RegExpr search for utf8 chars not working anymore?

Pasquale Cerullo

Hi, as of today the search for words including utf8 chars isn’t working as expected.
The following search string:

^([a-z \u])

applied to, say ‘Bayern München’, now returns something like:

Bayern M

instead of the full text as it did until a week ago. The same search string works as expected in C# (with \u = \p{L}, of course!).

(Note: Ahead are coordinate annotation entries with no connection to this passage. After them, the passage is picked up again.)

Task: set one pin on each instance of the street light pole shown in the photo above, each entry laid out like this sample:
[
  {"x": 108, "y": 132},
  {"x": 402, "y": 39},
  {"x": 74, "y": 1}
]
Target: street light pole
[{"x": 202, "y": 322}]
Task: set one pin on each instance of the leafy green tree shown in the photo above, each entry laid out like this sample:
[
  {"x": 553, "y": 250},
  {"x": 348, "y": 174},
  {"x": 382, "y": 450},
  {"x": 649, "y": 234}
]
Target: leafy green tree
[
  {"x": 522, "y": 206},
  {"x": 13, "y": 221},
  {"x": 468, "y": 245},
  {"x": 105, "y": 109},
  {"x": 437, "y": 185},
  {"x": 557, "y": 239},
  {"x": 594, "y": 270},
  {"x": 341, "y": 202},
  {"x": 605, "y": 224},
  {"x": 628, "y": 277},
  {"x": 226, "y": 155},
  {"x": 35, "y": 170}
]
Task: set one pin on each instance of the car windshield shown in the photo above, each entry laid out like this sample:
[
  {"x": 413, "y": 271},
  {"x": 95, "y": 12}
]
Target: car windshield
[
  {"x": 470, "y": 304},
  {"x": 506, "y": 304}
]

Did you change something related to regular expression?

MAPJe71

Boost::RegEx \u: An “uppercase character” (any uppercase letter in the active code page).
C# \p{L}: A character from the Unicode category “letter” (any kind of letter from any language).

Pasquale Cerullo

How would you write \p{L} for notepad++ regex engine?

Pasquale Cerullo

Unchecking the option to distinguish between uppercase and lowercase letters solved my issue.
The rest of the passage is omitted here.